I wrote this story specifically for Love Inspired Suspense so I only pitched it to them.

What was that process like? How did you get involved with Harlequin?
I’m ashamed to admit that I had an outdated view of Harlequin. I didn’t know they sold clean romance or Christian fiction. Again it was Lisa Phillips who introduced me to Love Inspired books and encouraged me to enter the pitch contest they were hosting called “Happily Editor After.” It was through this contest that I eventually sold Targeted.    

Walk us through how "Happily Editor After" contest worked.
The "Happily Editor After" contest was in 2013, and it was set up differently than the 2014 "Killer Voices" and this year's "Blurb to Book" contest. HEA was designed to mimic a speed dating event. We all had appointments on the Harlequin community boards. Once you were called into the special chat room, you had a set amount of time to post your 100 word pitch and wow the editor. She then either passed on your manuscript or requested a partial or full manuscript.

How did it work specifically for you?
I "won" the contest in the sense that Emily asked to read my full manuscript, but it was just a one day event and there were no contracts being offered at that point. I sent that submission packet in May of 2013 and heard back with a rejection in August.

The rejection letter said that she liked my voice but there were problems that wouldn't work for the Love Inspired Suspense line. I wasn't familiar enough with the genre and it showed. Since she had taken the time to be so specific about what didn't work, my friends helped me see that I needed to address those problems and try again. I'm so thankful that I did. 

The book blurb for your novel on Goodreads is 101 words – approximately the word count for first stage of Harlequin’s “From Blurb to Book Contest.” Was this part of a previous contest for that publisher? Did you write it? Or was it the publisher? The publisher is in charge of writing the book blurb. I wrote a similar one for the pitch contest (Happily Editor After) and also for the query letter that I sent to the editor. Learning how to boil your book down into 100 exciting words is a real challenge. It was interesting to me to find out how little control the author has over things like cover design and back cover copy. Thankfully, Love Inspired Suspense has great art and marketing departments. I’m really happy with how it all turned out for Targeted.  

What are some of the more difficult aspects of writing a romantic suspense novel?
This genre calls for tight manuscripts. You only have 60,000 words max to get in all of the character development, romance, suspense, and spiritual transformation that you want to accomplish. There isn’t any room for meandering. I had to learn to write as if the story was a line of dominoes, each event leading directly into the other without letting up on the suspenseful pulse. It’s a lot of fun to do!

Have other novels been started and stopped along the way?
I have begun so many novels! Entering the contest was the push I needed to finish a story. 

How do you write? Did you do an outline first? Did you do individual character development before doing the full plot?
I need to have a good feel for who the characters are first. I love discovering who they are and what they look like, how they think, etc. Making up people is easier for me than making up plot.
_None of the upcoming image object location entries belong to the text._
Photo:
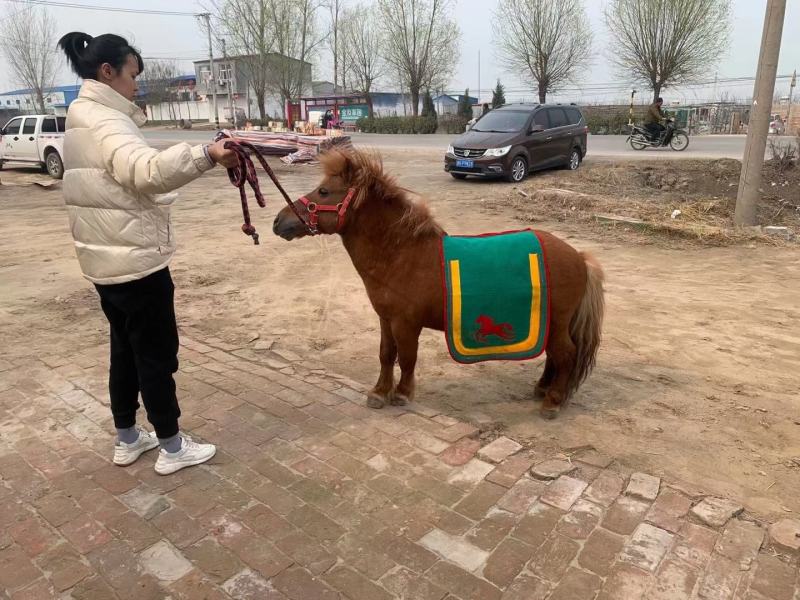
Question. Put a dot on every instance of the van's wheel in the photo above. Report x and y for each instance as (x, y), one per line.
(574, 160)
(519, 170)
(53, 165)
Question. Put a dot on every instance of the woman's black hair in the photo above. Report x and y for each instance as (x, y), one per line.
(86, 54)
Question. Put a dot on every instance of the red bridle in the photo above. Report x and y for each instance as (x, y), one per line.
(314, 209)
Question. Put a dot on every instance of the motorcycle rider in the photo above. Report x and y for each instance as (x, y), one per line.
(653, 119)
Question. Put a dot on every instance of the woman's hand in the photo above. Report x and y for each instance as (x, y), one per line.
(222, 156)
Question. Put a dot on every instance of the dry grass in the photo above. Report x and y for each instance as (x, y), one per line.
(693, 199)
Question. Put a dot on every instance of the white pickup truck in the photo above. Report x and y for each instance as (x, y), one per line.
(34, 139)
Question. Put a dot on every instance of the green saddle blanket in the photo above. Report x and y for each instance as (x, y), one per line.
(496, 296)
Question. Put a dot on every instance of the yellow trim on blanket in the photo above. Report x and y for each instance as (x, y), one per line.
(536, 307)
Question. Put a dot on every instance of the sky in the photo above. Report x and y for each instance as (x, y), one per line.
(183, 39)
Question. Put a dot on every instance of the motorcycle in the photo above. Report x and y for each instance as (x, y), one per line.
(677, 139)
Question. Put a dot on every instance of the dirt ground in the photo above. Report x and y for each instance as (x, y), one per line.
(697, 378)
(687, 201)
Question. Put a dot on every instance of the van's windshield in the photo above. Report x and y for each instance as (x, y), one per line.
(502, 121)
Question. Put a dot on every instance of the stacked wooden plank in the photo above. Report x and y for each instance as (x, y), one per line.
(291, 147)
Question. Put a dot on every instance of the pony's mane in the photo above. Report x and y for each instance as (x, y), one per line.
(364, 171)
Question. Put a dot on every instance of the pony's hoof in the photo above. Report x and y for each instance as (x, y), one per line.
(549, 413)
(375, 401)
(398, 400)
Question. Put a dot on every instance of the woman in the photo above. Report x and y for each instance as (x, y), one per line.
(116, 189)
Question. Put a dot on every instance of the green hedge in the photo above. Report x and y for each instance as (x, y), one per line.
(397, 125)
(453, 124)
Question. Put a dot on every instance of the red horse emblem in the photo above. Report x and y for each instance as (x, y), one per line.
(488, 327)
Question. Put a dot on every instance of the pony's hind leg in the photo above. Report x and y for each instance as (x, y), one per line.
(383, 390)
(546, 379)
(562, 351)
(407, 337)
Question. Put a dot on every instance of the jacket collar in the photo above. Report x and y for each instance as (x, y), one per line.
(107, 96)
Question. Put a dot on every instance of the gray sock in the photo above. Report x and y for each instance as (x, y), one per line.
(128, 435)
(171, 444)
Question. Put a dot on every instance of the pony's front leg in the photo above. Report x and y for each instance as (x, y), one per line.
(406, 335)
(382, 392)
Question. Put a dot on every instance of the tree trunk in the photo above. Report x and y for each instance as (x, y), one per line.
(40, 100)
(542, 92)
(260, 94)
(415, 101)
(656, 91)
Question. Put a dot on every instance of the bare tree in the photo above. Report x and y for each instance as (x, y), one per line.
(248, 26)
(295, 40)
(667, 42)
(548, 40)
(334, 39)
(29, 49)
(363, 41)
(421, 43)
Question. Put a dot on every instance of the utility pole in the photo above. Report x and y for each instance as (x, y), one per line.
(229, 82)
(630, 112)
(714, 93)
(213, 116)
(479, 75)
(758, 127)
(789, 110)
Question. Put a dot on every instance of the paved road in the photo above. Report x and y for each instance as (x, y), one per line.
(601, 146)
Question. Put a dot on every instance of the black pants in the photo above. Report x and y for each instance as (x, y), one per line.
(144, 350)
(655, 130)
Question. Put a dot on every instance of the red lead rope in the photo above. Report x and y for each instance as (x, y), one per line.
(245, 173)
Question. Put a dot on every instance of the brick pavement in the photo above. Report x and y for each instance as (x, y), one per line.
(313, 495)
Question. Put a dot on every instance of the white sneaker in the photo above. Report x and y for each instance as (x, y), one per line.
(191, 453)
(126, 454)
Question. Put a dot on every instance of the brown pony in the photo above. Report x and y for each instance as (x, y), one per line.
(394, 244)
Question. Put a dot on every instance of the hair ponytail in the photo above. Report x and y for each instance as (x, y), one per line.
(86, 54)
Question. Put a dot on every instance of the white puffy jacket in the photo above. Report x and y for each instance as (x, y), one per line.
(116, 187)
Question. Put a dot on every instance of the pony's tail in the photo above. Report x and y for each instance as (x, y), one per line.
(587, 323)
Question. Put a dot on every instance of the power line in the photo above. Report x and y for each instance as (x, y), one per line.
(140, 11)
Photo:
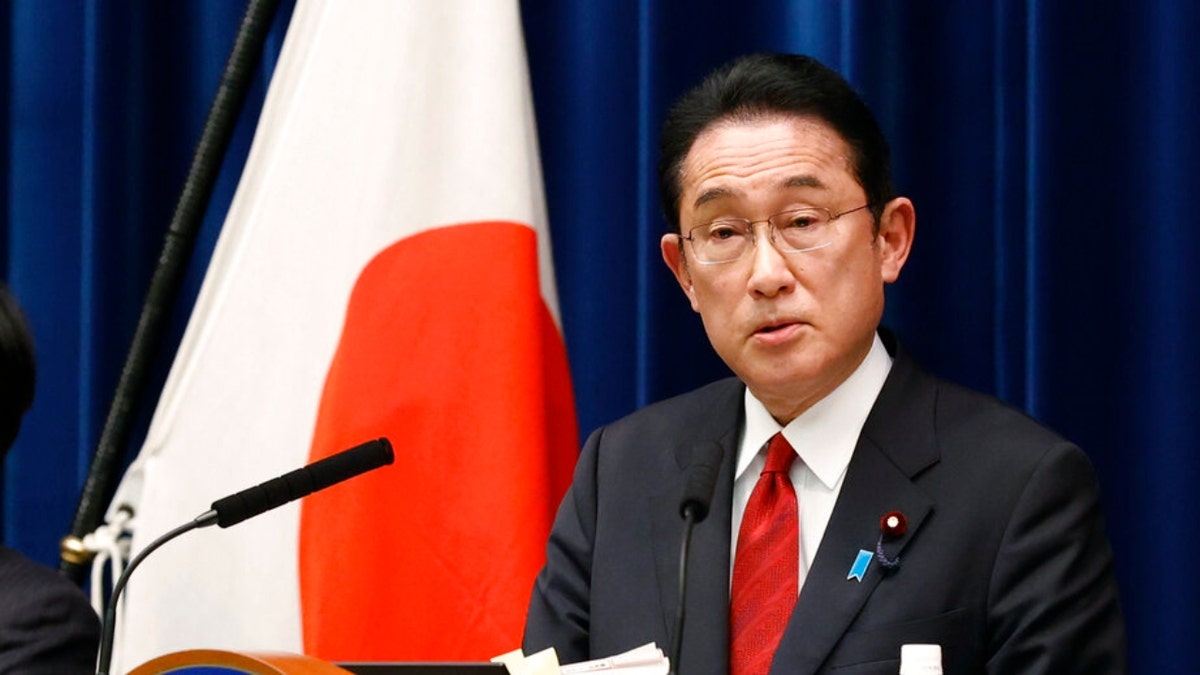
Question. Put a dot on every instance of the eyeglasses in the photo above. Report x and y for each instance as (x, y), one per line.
(795, 231)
I’ve been more of a discovery writer than a plotter. I’m hoping as I grow in experience, the outlining process will become more natural for me. Having a map to follow would make it so much easier.

Prior to writing this novel you wrote about dealing with your own personal miscarriages. What made you decide to open up that very personal and traumatic side of your life to others?

I was five months pregnant with our third child when I went to a women’s retreat. The speaker sent us out for some quiet time and asked us to talk to God about our dreams and to make sure they lined up with His will for us. I remember writing down a huge list of more than twenty things I’ve since forgotten but there were three written next to each other that I’ll be able to remember forever:

1. I want a son (we had two girls and I knew I’d be having an ultrasound that week)
2. I want to have an effective ministry
3. I want to write a book. 

Three days later, I went in for my ultrasound and found out that our baby boy’s heart had stopped beating. I couldn’t believe that that was what God had done with my dreams. 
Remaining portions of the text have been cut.